Thursday 29 April 2010

The Headless Hunter

While waiting for futher details on Kairye Seeker to set (more pics when that's all done) I started yet another project...

First a history lesson.

Games Workshop at one point released a 54mm scale game called Inquisitor. It never caught on half as much as it deserved, all because of that in spite of an excellent concept most gamers just weren't fond of the scale. The game's RPG-esque rules gave a great deal of freedom as to characters and concepts, but the line of models was only about a dozen to begin with, making it a fairly daunting prospect to represent characters other than the sample characters in the game. One such sample character was Brother-Captain Artemis of the Deathwatch. For a guy named after a Greek godess, he was fairly kick-ass. In fact, space marines were outlawed in most gaming circles as far as Inquisitor was concerned. Being a power armour nerd and into gaming even back then, I obviously got the model as soon as I could. In my defence, I was grooming it to represent my psychic Inquisitor instead, but my gaming group dropped Inquisitor and I left the model half finished.

Until now, that is.

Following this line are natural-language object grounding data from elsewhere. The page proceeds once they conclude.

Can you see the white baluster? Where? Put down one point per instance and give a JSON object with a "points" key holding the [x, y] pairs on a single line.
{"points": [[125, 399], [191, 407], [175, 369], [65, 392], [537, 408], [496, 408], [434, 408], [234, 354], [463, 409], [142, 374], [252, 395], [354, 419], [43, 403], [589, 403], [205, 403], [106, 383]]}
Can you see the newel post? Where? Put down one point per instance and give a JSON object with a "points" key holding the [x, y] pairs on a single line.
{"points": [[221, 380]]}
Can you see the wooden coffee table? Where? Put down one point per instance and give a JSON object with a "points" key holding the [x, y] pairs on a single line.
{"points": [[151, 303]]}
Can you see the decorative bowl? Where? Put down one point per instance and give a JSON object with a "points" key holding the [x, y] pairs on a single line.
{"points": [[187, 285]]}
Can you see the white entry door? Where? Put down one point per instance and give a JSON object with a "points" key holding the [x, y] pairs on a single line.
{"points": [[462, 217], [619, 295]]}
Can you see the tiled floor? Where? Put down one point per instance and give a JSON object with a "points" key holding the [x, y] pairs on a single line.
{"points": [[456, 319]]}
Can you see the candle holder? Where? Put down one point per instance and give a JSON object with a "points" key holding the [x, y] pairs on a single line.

I found him again a while back and thought about bringing it back as a mascot for my current smaller-scale-but-similarily-armoured war games army (space marines, naturally).

My premise: I want to make a regular trooper/veteran and not a captain. I'm also missing some parts, most notably his original sword (chopped it of to create a halberd originally) and his head (!). This provides me with ample opportunity to sculpt a larger scale face and a combat blade (basically, a cross between a machete and Crocodile Dundee's "that's no' a 'noif, this is a 'noif". The details on his armour are also filed off, so I have to sculpt new chest plate adornments and such. Of course the whole miniature will be repainted in the black and silver of the Deathwatch once it's all done.

On the left is a pic of what parts I found laying around (including the addition of a plastic shield-shaped ornament snatched from a GW sprue that makes a nice, ornate 'belt buckle') and below you can see the armature for the blade. I will attach this to the arm for sculpting and add pics once that's done.

Wednesday 28 April 2010

Space Marine Librarian conversion








Some slightly grainy pics of a space marine librarian (a psyker from GW's game Warhammer 40,000, popularly referred to as 40k) that I sculpted details on this past weekend.

Mostly for 40k players: I used parts from several GW kits (including the Space Wolf Pack, Dark Angels Ravenwing, Command Squad and Tactical Squad kits). The conversion is really simple to do and I finished the posing and making the armature for the 'skull fireball' probably in less than half an hour, and I am slow. Some of the parts were old leftovers from other projects, hence the coats of paint present on notably the backpack and the spell casting hand. The staff started life as a plastic toothpick. These are by the way great for any kind of weapon shafts and staffs and I always keep a bunch laying around so I'm not shafted when in need (yes, that was a bad pun - so drown me!).

On the sculpting side the most challenging part was making the robes look like actual cloth and flow like caught in a draft. I imagine him standing in a creepy breeze while performing his sorcery.

The arcane spiral pattern on his staff also was no picnic to get looking smooth while still keeping some definition. I ended up going for the feeling of carved wood (most GW librarian models have arcane patterns sculpted onto their armaments rather than carved into them, but I like how the effect turned out). I'm curious as to how it will end up when properly painted...

More pics when I've had time to paint it...

Tuesday 27 April 2010

Kairye Seeker

To start off this minature sculpting blog (to anyone who's actually reading: Hello...!) I'm uploading a picture of a current work in progress (also my first miniature sculpted completely from scratch).

The scale is about equivalent to 25mm wargames (e.g. GW games etc) and the material is Kneadite/Green stuff over a garden wire armature. The character depicted is an old fantasy RPG character portrayed by my friend Erika Hoffman (prolific artist and designer who's eventually going to make a living in a the creative world were most of us will always be but enthusiastic dilettantes *hats off*) after an illustration done by her. This sculpt is a project I've been at on and off for a long time, what with university life and so on taking its toll.

More pics when I've sculpted proper details on her.